Some of the best parts of A. Scott Berg’s book, Max Perkins: Editor of Genius, on which the movie Genius is based, were about the editor’s dealings with authors Thomas Wolfe, F. Scott Fitzgerald, and Ernest Hemingway, but the movie’s focus seems 90 percent about the more cinematic Wolfe.

In a post last week, I said that after seeing Genius for the first time and being put off by the overplayed anguish of Jude Law as Wolfe and Nicole Kidman as Wolfe’s mentor and girlfriend, I watched the movie a second time with subtitles. The reading experience was more interesting than the watching experience.

Here are the subtitles from a scene late in the movie after a dinner party incident where Wolfe, drinking too much, insults Fitzgerald. Perkins finally tells Wolfe that his self-centered behavior is intolerable, seeming to break off the editor-writer relationship. Wolfe later visits Fitzgerald to apologize. Then this dialogue about the editor-writer relationship:

Fitzgerald: You spoken to Max lately?

Wolfe: Oh, don’t talk to me about Max.

Fitzgerald: Why not, Tom?

Wolfe: I know he’s your friend, but you have no idea.

He crippled me.

He deformed my work.

He as much admitted it.

And then he tried to take credit for my success.

Fitzgerald: He did no such thing. Do you know how much you hurt him?

Wolfe: We hurt each other.

Fitzgerald: Don’t be glib with me, Tom.

Wolfe: You don’t know what he did to me.

Fitzgerald: What he did to you?

What did he do? He made all your dreams come true.

He gave you a career, a life.

Wolfe: There, the Scribner party line. I expected more from you.

Fitzgerald: That decent man believed in you when no one else would.

He poured all his hopes and dreams into you.

All the things he would never do, all the books he would never write.

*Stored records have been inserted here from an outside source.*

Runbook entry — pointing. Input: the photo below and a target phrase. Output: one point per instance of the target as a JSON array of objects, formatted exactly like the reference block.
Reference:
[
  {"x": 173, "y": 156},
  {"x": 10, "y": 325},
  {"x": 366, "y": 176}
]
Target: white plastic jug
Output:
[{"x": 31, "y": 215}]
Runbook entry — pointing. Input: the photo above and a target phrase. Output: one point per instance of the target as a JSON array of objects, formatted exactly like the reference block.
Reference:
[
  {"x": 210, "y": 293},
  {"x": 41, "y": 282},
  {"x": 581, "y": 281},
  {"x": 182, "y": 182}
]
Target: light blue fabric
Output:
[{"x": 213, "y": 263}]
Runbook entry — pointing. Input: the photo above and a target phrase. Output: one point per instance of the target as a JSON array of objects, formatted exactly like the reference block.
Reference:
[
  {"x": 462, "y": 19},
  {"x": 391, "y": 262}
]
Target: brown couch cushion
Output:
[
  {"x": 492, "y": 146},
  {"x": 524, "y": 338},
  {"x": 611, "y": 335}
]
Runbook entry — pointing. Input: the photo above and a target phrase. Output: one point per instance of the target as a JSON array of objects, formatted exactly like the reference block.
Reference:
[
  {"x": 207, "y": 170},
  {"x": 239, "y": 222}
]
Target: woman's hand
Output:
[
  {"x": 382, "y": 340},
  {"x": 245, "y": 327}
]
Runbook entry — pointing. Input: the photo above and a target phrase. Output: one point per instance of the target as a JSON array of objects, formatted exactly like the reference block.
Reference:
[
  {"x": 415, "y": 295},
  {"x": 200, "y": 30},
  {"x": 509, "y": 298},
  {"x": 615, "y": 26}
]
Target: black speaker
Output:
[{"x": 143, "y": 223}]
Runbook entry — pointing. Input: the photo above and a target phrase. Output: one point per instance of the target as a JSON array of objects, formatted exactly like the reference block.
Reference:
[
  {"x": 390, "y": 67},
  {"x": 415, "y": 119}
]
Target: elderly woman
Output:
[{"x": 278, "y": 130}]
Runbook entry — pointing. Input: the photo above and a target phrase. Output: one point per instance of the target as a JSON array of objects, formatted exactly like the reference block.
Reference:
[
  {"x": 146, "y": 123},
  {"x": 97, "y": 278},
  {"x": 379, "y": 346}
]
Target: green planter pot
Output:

And now you repay him with ugly accusations and brutality.

You ought to be ashamed of yourself.

That man has a genius for friendship…

and you’re squandered it.

There will come a day…

when you’re not the success you are now.

It’s a long road then, believe me.

Why hurt the one man who will walk on that road with you?
———
Another scene: Wolfe and Perkins have finished editing and revising Wolfe’s first novel, with the title on the manuscript O Lost.

Perkins: Here, imagine you’re a reader.

You’re working your way through a bookstore and lists of books…

and you see a book titled Trimalchio at West Egg. . .

and you see one titled The Great Gatsby.

Which are you going to pick up?

Wolfe: Gatsby.

Perkins: That’s why Scott changed his original title.

And Wolfe’s O Lost became Look Homeward, Angel.